И Оля рискнула медленно, очень медленно открыть глаза. Неизвестно, что она опасалась увидеть, но действительность оказалась еще хуже. На ней никто не сидел. Только были видны четкие вмятины на одеяле, повторяющие контуры этого и никуда не делась сковывающая руки и грудь тяжесть… Ольга снова торопливо и крепко зажмурилась…

…Людмила проснулась гораздо раньше, разбуженная заунывным боем часов. И опять не могла уснуть, лежала с открытыми глазами, старательно отводя взгляд от пронзительного взора ковбоя.

Вдруг заметила нечто, лежащее в ногах ее кровати – что-то там такое виднелось, гораздо более темное, чем тени от складок ее одеяла.

Люда приподнялась, всмотрелась и ей очень захотелось встать и нанести подруге телесные повреждения средней, как минимум, тяжести.

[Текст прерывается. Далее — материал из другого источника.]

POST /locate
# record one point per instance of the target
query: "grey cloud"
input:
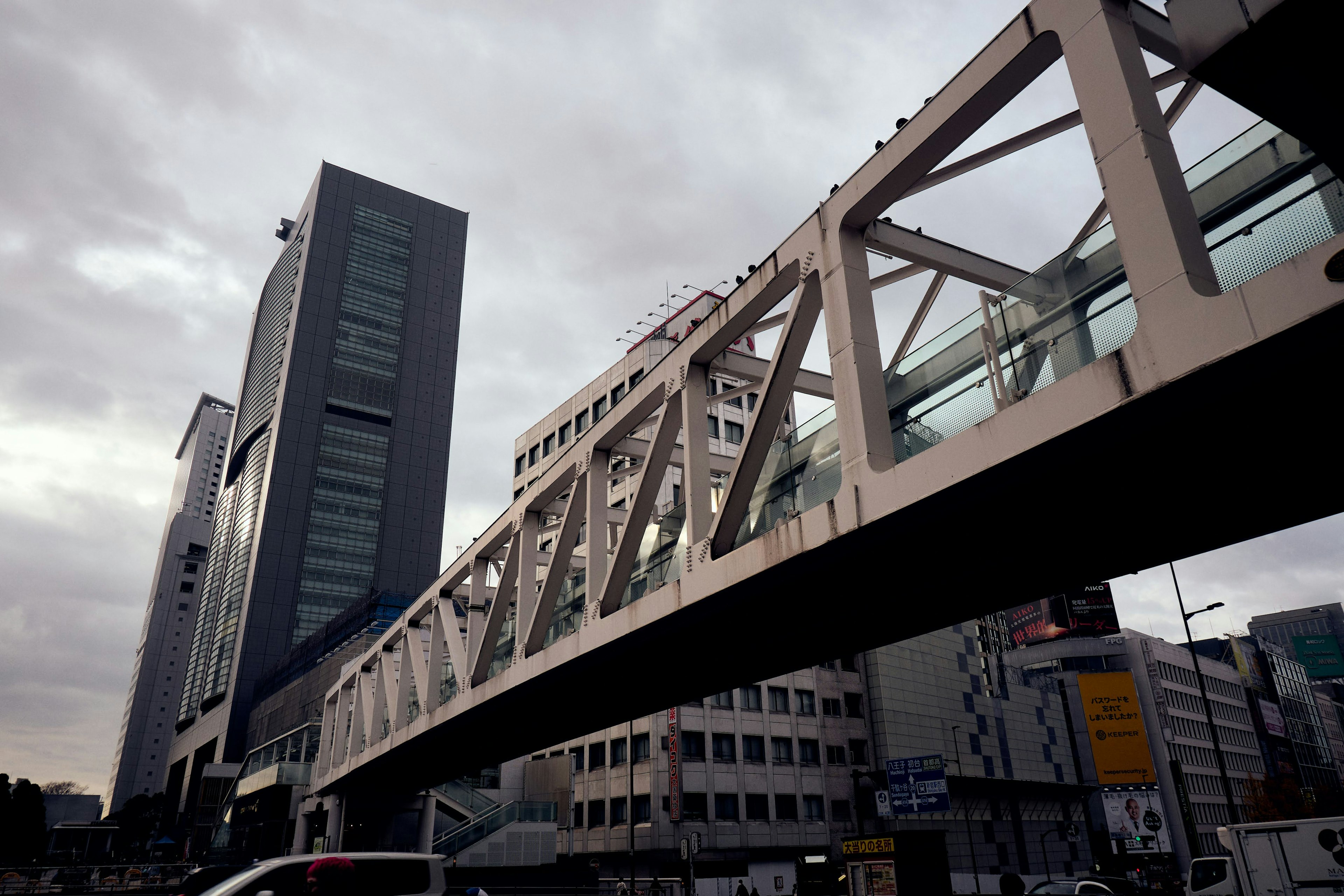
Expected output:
(604, 151)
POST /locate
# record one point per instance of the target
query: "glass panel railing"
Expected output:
(1261, 199)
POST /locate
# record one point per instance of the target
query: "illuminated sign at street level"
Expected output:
(1320, 653)
(1116, 728)
(918, 785)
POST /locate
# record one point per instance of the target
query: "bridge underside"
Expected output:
(1213, 459)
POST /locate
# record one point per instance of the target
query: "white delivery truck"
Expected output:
(1275, 859)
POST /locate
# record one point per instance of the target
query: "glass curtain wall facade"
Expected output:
(338, 473)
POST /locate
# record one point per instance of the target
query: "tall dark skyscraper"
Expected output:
(335, 483)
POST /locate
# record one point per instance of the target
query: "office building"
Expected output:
(142, 758)
(335, 479)
(1308, 636)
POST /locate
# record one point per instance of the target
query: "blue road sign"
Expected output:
(918, 785)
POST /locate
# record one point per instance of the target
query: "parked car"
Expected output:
(1072, 886)
(202, 879)
(376, 875)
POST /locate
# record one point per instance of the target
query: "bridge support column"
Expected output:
(425, 841)
(299, 846)
(1156, 229)
(335, 814)
(865, 428)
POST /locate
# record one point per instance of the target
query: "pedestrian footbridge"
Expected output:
(1162, 387)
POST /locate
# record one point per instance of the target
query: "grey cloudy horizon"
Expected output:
(607, 154)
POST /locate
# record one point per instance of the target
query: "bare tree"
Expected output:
(64, 789)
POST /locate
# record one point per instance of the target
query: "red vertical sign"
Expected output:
(674, 769)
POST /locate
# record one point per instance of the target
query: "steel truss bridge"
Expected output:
(1159, 390)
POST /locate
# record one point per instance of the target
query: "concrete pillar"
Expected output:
(695, 471)
(299, 846)
(1155, 221)
(425, 843)
(865, 428)
(335, 809)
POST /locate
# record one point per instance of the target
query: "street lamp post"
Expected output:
(1203, 692)
(966, 813)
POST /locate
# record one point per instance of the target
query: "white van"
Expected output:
(376, 875)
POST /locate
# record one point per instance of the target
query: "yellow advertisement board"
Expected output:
(1116, 728)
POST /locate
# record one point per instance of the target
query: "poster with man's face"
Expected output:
(1138, 813)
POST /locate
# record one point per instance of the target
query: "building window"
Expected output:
(725, 749)
(693, 745)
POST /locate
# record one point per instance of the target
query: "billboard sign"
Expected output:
(1138, 819)
(1084, 613)
(918, 785)
(1273, 718)
(674, 769)
(1116, 728)
(1320, 653)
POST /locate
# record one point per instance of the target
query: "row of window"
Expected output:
(1190, 703)
(695, 808)
(804, 702)
(725, 749)
(568, 430)
(1183, 676)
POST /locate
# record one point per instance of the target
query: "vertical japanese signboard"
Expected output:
(674, 769)
(1116, 728)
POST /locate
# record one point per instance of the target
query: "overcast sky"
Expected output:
(604, 152)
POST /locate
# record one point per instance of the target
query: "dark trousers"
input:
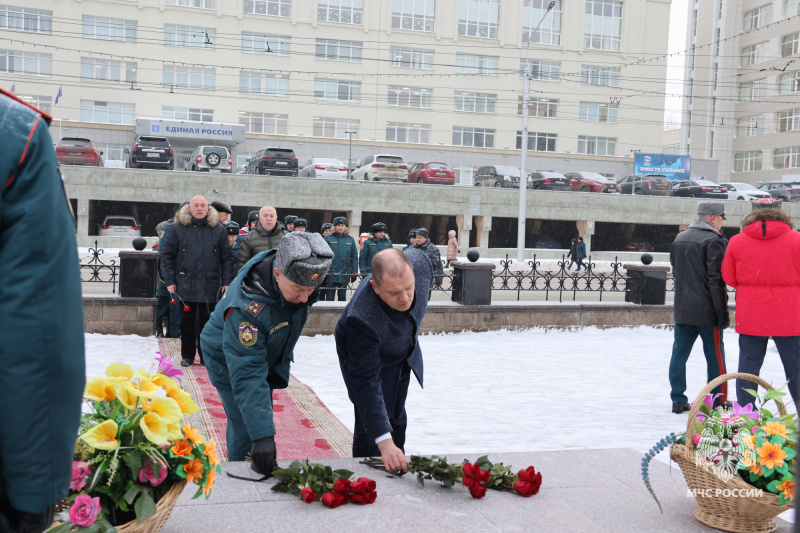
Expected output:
(752, 351)
(714, 350)
(192, 323)
(363, 445)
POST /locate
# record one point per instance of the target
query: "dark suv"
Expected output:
(273, 161)
(151, 152)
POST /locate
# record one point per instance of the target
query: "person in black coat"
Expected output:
(376, 340)
(196, 262)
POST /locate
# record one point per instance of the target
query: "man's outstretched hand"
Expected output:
(393, 457)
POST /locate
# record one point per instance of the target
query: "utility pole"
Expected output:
(523, 178)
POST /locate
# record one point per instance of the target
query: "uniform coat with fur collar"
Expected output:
(197, 256)
(763, 264)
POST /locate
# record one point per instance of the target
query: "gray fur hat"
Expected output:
(304, 258)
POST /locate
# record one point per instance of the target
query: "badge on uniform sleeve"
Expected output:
(248, 334)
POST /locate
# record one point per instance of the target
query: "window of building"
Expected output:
(411, 58)
(542, 70)
(758, 17)
(109, 29)
(265, 43)
(107, 112)
(602, 25)
(478, 18)
(408, 133)
(189, 77)
(789, 120)
(409, 97)
(334, 50)
(344, 11)
(550, 30)
(747, 161)
(187, 113)
(341, 90)
(474, 64)
(754, 54)
(263, 83)
(21, 19)
(191, 36)
(783, 158)
(597, 112)
(474, 102)
(264, 122)
(417, 15)
(476, 137)
(538, 141)
(28, 63)
(201, 4)
(108, 70)
(596, 75)
(597, 145)
(334, 128)
(275, 8)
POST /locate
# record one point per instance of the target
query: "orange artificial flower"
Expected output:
(194, 470)
(771, 455)
(182, 448)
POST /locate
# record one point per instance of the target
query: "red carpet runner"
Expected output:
(306, 429)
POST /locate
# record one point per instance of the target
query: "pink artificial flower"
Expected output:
(146, 473)
(80, 469)
(84, 511)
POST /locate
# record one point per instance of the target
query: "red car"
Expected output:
(77, 151)
(591, 182)
(431, 173)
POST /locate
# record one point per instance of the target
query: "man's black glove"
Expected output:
(264, 456)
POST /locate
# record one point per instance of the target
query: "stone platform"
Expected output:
(582, 491)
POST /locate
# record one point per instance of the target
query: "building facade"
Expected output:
(405, 76)
(742, 101)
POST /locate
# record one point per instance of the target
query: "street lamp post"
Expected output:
(523, 178)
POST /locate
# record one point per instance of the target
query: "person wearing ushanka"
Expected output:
(248, 343)
(372, 246)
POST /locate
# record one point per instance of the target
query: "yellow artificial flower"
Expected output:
(102, 436)
(154, 428)
(100, 389)
(119, 370)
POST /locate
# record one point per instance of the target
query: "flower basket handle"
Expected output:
(711, 386)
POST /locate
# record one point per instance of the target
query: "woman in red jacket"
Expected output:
(763, 264)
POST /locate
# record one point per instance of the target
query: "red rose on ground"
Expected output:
(308, 495)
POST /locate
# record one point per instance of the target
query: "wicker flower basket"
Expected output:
(155, 523)
(731, 511)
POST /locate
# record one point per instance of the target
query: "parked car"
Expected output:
(548, 181)
(78, 151)
(209, 159)
(120, 226)
(381, 167)
(431, 173)
(498, 176)
(591, 182)
(651, 184)
(323, 167)
(744, 191)
(785, 190)
(273, 162)
(151, 152)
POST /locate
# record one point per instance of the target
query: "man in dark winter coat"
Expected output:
(196, 262)
(763, 264)
(701, 300)
(249, 341)
(344, 268)
(376, 340)
(42, 371)
(372, 246)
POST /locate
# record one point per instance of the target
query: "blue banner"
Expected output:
(674, 167)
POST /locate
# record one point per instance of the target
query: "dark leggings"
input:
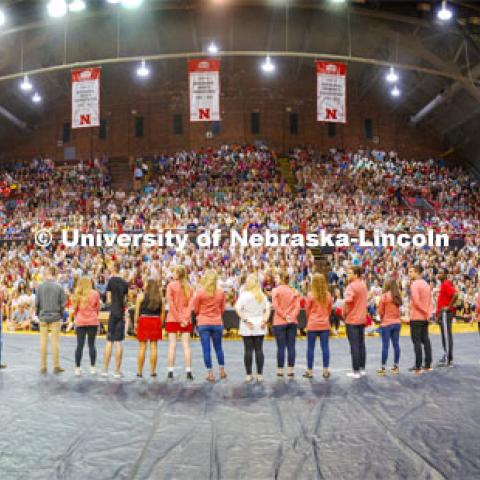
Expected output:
(252, 343)
(82, 332)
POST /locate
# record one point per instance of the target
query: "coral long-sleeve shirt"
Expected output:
(209, 308)
(388, 311)
(356, 302)
(421, 305)
(318, 316)
(179, 306)
(286, 302)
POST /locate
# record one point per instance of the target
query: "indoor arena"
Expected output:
(239, 239)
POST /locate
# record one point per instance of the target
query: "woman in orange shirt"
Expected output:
(179, 319)
(286, 302)
(389, 311)
(318, 308)
(209, 305)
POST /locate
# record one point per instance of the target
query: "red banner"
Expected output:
(331, 92)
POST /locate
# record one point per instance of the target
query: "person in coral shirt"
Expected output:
(356, 302)
(318, 308)
(286, 302)
(421, 309)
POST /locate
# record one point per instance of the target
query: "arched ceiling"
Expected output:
(437, 61)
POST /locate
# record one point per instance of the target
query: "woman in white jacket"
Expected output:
(253, 309)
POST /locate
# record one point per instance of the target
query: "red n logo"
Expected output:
(204, 113)
(85, 119)
(331, 113)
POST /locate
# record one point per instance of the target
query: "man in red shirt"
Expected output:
(447, 298)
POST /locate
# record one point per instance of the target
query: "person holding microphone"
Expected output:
(286, 303)
(318, 308)
(209, 305)
(253, 310)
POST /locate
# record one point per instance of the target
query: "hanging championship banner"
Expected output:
(204, 76)
(86, 97)
(331, 92)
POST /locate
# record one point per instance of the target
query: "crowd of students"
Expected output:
(207, 304)
(238, 187)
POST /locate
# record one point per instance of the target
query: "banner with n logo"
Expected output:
(204, 78)
(331, 92)
(86, 97)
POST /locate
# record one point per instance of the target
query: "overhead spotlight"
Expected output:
(212, 48)
(395, 92)
(57, 8)
(26, 84)
(268, 66)
(392, 76)
(77, 6)
(445, 13)
(143, 71)
(131, 4)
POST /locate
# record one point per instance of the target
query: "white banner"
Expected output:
(204, 76)
(86, 98)
(331, 92)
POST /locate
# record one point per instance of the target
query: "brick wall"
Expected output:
(273, 99)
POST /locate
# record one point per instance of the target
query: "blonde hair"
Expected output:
(82, 292)
(319, 288)
(252, 285)
(182, 278)
(209, 282)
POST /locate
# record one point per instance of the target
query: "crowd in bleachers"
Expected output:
(237, 187)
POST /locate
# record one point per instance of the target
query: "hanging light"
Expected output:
(57, 8)
(212, 48)
(392, 76)
(131, 4)
(268, 66)
(395, 92)
(143, 71)
(26, 84)
(77, 6)
(444, 14)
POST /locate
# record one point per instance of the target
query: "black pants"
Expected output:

Это же надо, нервы и так ни к черту – так додумалась натянуть свой парик на стеклянную банку и засунуть Людмиле в постель, так и заикой стать недолго…

Она села и потянулась к дурацкой пугалке, с намерением запулить ею в шутницу. Уже коснувшись рукой, успела удивиться – волосы были мягкие, шелковистые, совсем не похожие на старый парик, валяющийся без дела у Ольги. Она сдвинула прядь в сторону и увидела лицо трупного цвета.

Это была голова.

Голова хозяина квартиры, так похожего на Паганини.

Люда даже не успела отдернуть руку, как глаза головы открылись – мутные белки без зрачков. Людмила первый раз в жизни потеряла сознание.

А ведь она не была сентиментальной барышней прошлого века, которой по определению полагалось по любому поводу и без повода падать в обмороки. Наша Людмила родилась и выросла на севере Архангельской области, в климате и условиях, сантиментам не способствующих; высокая, крепкая девушка, первый разряд по лыжам – какие там обмороки, головной боли с бессонницей сроду не было…

3. Материализм и эмпириокритицизм

На следующее утро девушки сидели в общежитии, в своей комнате (по счастью, не успели вывезти все вещи и сдать помещение). Приехали рано, как только заработало метро. Первым делом решили тут же позвонить хозяину и отказаться от бесовской квартиры.

Но открыли договор и передумали – съехать они могли в любой момент, но весь аванс при таком повороте событий оставался у арендодателя. И вот теперь, полтора часа спустя, рассказывали свои жутковатые приключения собравшимся подругам и приятелям (не однокурсникам, а соседям по общаге, на новоселье не ходившим).

Сейчас, когда в окно светило утреннее солнце и вокруг звучали веселые шумы просыпающейся общаги – рассказы их звучали малоубедительно. Ну паркет скрипит, часы бьют – эка невидаль; картина на стене – тоже ничего особенного; голова на кровати привиделась – так порой и пострашнее сны снятся.

Поднять на смех беглянок мешал только их внешний вид. Выглядели они кошмарно.